The facts are indisputable.  Untreated leprosy is a communicable disease caused by a bacteria, but it’s very hard to catch, and most people (about 95%) have natural immunity.  Within a very short time of beginning treatment, patients are no longer infectious, and in less than a year, they’re cured.  If you meet someone who bears the signs of leprosy, you can be 100% sure that they have been diagnosed, treated and cured—you run no risk of catching the disease from them.

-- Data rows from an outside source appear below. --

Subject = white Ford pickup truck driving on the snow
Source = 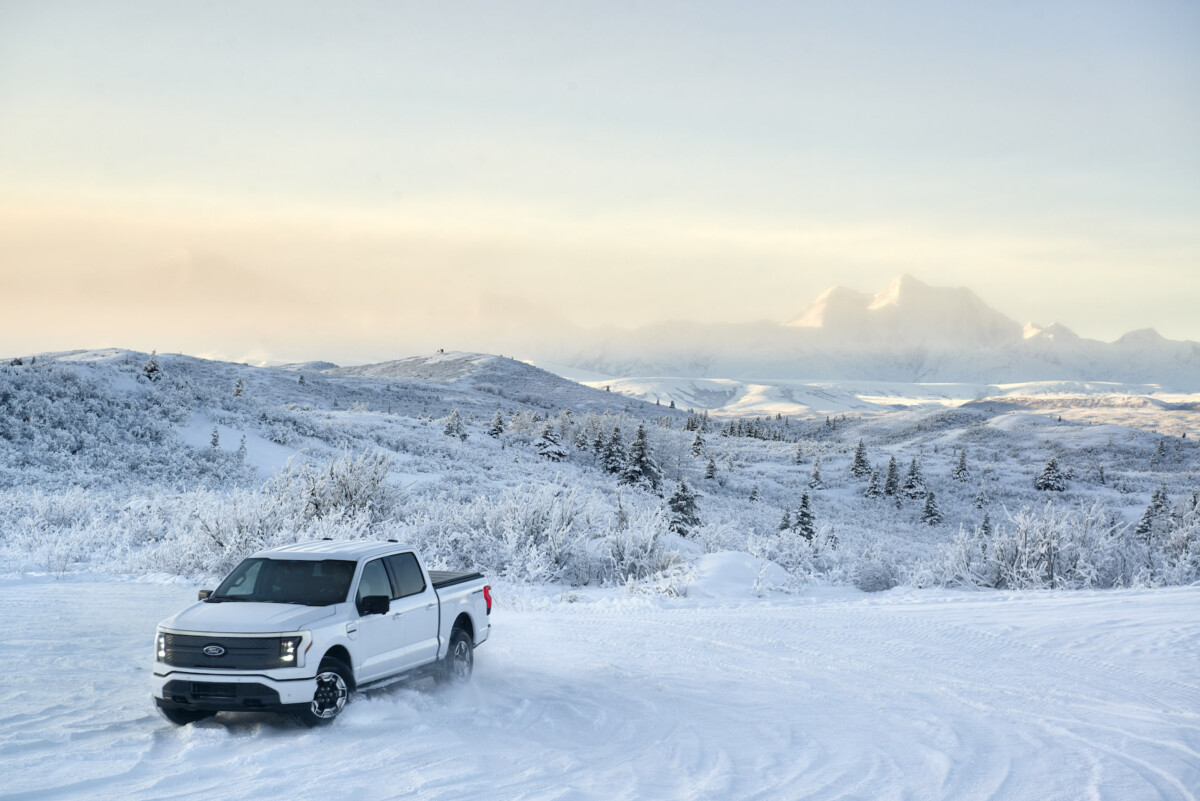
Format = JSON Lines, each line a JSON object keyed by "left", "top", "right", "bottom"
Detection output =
{"left": 154, "top": 541, "right": 492, "bottom": 725}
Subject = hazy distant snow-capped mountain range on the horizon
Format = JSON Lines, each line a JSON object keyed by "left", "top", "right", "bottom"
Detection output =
{"left": 530, "top": 276, "right": 1200, "bottom": 392}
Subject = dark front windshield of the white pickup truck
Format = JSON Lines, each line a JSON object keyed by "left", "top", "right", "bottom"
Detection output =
{"left": 209, "top": 559, "right": 355, "bottom": 607}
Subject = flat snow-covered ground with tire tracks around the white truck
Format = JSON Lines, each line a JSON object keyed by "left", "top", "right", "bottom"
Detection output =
{"left": 0, "top": 571, "right": 1200, "bottom": 801}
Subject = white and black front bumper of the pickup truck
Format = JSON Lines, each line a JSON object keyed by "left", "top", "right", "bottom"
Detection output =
{"left": 151, "top": 670, "right": 317, "bottom": 712}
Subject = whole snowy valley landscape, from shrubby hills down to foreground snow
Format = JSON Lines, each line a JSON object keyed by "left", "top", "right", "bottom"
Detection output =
{"left": 0, "top": 335, "right": 1200, "bottom": 799}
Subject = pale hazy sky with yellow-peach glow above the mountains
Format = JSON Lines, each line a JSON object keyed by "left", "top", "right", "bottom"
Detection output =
{"left": 0, "top": 0, "right": 1200, "bottom": 363}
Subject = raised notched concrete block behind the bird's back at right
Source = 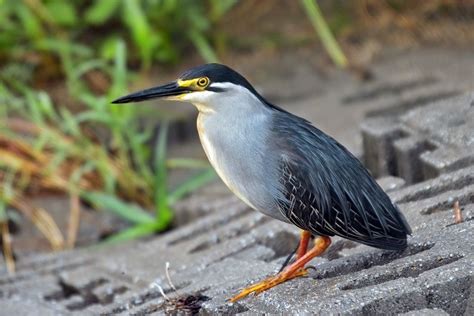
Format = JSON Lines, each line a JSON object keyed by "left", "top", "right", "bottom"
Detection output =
{"left": 362, "top": 93, "right": 474, "bottom": 183}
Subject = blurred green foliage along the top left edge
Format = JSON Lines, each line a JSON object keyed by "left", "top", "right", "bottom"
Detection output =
{"left": 0, "top": 0, "right": 237, "bottom": 74}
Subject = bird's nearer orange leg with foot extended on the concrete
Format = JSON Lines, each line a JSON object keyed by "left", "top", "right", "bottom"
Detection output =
{"left": 230, "top": 233, "right": 331, "bottom": 302}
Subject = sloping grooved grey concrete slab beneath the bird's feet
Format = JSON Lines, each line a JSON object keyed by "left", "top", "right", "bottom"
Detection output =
{"left": 2, "top": 142, "right": 474, "bottom": 315}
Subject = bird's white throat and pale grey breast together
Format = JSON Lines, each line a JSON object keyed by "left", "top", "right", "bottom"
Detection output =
{"left": 189, "top": 83, "right": 286, "bottom": 219}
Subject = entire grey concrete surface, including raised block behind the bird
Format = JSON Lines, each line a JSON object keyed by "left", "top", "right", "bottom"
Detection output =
{"left": 0, "top": 48, "right": 474, "bottom": 315}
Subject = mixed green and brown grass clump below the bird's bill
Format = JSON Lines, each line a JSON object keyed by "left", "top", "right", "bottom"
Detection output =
{"left": 0, "top": 40, "right": 215, "bottom": 272}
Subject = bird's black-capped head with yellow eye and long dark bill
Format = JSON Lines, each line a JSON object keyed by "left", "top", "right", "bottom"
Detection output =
{"left": 112, "top": 63, "right": 263, "bottom": 111}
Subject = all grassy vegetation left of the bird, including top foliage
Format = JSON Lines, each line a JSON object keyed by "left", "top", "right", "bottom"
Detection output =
{"left": 0, "top": 0, "right": 237, "bottom": 254}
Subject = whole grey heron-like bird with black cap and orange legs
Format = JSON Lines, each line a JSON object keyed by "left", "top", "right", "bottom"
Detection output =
{"left": 112, "top": 63, "right": 411, "bottom": 302}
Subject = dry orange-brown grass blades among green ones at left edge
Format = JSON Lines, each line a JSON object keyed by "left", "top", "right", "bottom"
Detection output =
{"left": 0, "top": 119, "right": 148, "bottom": 272}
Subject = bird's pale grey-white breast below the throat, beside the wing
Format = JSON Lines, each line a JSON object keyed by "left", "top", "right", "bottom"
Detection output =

Given these facts, discrimination and stigma are cruel, unfair and just plain inexcusable.  But many Indian laws continue to discriminate against leprosy patients.  For example in many states, including Andhra Pradesh, they’re prohibited from running for local office.  Leprosy patients aren’t allowed to drive according to the Motor Vehicle Act of 1939, which still applies.  LEPRA is launching a signature campaign to try to raise awareness and combat these pernicious practices.  The idea is “each one, teach one,” and this blog is one of the ways I’m trying to do my part.  I hope you will too.